Root Cause Analysis

When an error occurs it is important not to concentrate on “who is to blame” but “how and why did it occur”.

Focusing on the factors that contribute to a medicines related incident enables pharmacy teams to take action to avoid recurrence of the incident.

This also encourages an environment of shared learning where factors that have contributed to errors can be shared with other healthcare professionals to reduce the risk of recurrence in another healthcare setting, thus improving patient safety faster.

Root cause analysis (RCA) is a systematic investigation of any underlying cause(s) of an incident. The root cause is defined as “the cause or causes that if addressed will prevent or minimise the chances of an incident recurring”.
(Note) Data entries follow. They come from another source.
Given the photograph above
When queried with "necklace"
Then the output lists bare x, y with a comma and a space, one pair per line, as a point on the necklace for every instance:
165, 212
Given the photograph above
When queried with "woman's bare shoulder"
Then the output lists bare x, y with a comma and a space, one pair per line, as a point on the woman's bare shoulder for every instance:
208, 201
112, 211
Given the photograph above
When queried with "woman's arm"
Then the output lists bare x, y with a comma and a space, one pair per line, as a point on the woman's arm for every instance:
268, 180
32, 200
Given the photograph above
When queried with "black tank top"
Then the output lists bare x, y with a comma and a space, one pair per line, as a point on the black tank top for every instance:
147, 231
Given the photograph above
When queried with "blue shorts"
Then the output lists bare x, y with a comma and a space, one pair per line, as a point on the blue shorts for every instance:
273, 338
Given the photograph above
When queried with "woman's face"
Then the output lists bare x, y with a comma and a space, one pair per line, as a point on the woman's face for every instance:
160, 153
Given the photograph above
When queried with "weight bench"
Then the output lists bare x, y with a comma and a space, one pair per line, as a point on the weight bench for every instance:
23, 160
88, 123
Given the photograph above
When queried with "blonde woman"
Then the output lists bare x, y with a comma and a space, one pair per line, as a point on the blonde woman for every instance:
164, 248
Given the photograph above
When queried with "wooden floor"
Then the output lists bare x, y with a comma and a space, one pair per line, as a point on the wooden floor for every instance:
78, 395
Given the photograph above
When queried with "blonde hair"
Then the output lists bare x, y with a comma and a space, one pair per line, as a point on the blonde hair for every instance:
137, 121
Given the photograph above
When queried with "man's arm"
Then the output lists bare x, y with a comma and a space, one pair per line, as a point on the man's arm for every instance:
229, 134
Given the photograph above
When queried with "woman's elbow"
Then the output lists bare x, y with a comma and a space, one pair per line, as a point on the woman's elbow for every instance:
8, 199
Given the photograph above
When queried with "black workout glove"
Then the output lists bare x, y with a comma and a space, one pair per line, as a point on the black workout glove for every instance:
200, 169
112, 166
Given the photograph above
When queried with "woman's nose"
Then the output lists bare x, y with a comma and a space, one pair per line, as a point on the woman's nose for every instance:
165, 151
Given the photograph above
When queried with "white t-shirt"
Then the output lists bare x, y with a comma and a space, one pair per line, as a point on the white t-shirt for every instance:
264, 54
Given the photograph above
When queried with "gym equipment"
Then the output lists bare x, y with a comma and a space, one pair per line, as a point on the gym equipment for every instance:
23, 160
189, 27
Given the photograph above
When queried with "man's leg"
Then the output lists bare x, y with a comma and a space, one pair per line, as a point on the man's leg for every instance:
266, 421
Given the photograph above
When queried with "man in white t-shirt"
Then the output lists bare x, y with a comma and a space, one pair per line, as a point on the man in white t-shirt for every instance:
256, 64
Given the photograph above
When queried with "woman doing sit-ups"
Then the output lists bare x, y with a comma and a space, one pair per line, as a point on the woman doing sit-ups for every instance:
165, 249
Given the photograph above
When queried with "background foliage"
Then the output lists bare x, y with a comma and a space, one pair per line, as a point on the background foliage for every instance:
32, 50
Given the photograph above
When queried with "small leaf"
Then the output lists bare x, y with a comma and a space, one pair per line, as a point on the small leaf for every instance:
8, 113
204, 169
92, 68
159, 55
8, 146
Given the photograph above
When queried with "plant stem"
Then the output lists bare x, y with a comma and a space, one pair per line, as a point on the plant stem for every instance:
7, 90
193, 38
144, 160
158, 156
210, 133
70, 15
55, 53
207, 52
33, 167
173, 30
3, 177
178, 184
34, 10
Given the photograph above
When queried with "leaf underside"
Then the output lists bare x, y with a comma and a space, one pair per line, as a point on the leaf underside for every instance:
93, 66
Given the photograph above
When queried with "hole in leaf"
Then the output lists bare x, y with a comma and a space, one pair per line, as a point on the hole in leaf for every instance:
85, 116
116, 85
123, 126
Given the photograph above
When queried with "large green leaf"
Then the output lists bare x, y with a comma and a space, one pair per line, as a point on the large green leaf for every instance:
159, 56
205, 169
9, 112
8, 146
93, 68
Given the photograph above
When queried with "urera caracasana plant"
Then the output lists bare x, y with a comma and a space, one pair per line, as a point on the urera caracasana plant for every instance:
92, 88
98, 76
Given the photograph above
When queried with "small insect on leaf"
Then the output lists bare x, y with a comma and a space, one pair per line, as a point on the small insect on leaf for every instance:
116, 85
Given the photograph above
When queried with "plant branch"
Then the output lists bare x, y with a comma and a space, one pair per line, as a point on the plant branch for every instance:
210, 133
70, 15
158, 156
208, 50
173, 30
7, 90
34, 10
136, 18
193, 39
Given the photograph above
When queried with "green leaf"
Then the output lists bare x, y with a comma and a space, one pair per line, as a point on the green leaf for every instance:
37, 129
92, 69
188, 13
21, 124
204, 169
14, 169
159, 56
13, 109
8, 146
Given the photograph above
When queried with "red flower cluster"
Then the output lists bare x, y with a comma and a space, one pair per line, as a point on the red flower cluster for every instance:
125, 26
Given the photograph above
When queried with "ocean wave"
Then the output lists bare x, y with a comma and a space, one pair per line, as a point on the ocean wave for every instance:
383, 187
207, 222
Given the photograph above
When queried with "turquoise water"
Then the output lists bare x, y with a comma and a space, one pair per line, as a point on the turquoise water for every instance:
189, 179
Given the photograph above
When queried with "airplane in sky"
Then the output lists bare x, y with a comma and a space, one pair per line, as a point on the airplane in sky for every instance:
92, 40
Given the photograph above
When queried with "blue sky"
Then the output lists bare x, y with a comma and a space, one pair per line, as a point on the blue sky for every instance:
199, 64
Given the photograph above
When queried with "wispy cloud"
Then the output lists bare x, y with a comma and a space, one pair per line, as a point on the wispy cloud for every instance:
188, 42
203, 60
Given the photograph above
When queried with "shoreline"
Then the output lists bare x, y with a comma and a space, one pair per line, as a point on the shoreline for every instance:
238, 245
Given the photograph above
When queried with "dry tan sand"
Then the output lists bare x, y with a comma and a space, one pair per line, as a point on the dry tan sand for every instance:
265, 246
There are 7 key stages to completing a RCA:

  • Identifying which incidents to investigate - community pharmacy should focus on incidents that reach the patient, focusing on incidents that did or could have caused patient harm.
  • Gathering information - all information that is relevant to the incident being investigated should be collected, examples of relevant information could include patient health records e.g. PMR, prescriptions, policies or procedures such as relevant SOPs, the incident report form, staff accounts of what happened and their specific action(s).
  • Mapping events - confirming the chain of events that resulted in a patient safety incident allows systems to be adapted to prevent a recurrence of the event.
  • Analysing information - looking at the collated information over what happened and why, and developing measures that will prevent the error happening again.
  • Barrier analysis - a barrier is a control measure put in place to prevent or reduce the risk of an error occurring. Failure of a barrier is likely to result in a patient safety event. Barrier analysis involves identifying barriers that should have been in place, why they failed and what could be done to prevent a recurrence.
  • Develop solutions and actions plan - this involves putting in place steps to prevent a repeat of the dispensing error.
  • Completing a report – it is important to maintain comprehensive records as evidence of investigations into dispensing errors and preventative measures taken to avoid recurrence of the same or similar error.

The RCA Five Whys Tool

By repeatedly asking the question 'why?' (using five as a rule of thumb), the layers of an issue can be peeled away which can lead to the root cause of a problem. The reason for a problem can often lead into another question; the question may need to be asked fewer or more than five times to get to the origin of a problem. The real key is to avoid assumptions and logic traps and to encourage the team to keep drilling down to the real cause.

Download the RCA Five Whys template

How to use it:

  • Write down the specific problem to help formalise the problem and describe it accurately
  • Use brainstorming to ask why the problem occurs and write down the answer
  • If the answer doesn't identify the source, ask 'why?' again and write the answer down
  • Loop back to the previous step until the team agrees that they have identified the problem's root cause

Once the RCA has been completed it is essential that an action plan is formulated to remove any factors identified as contributing to the error. The pharmacy team should be aware of the details included in the action plan and their individual responsibilities for achieving the plan.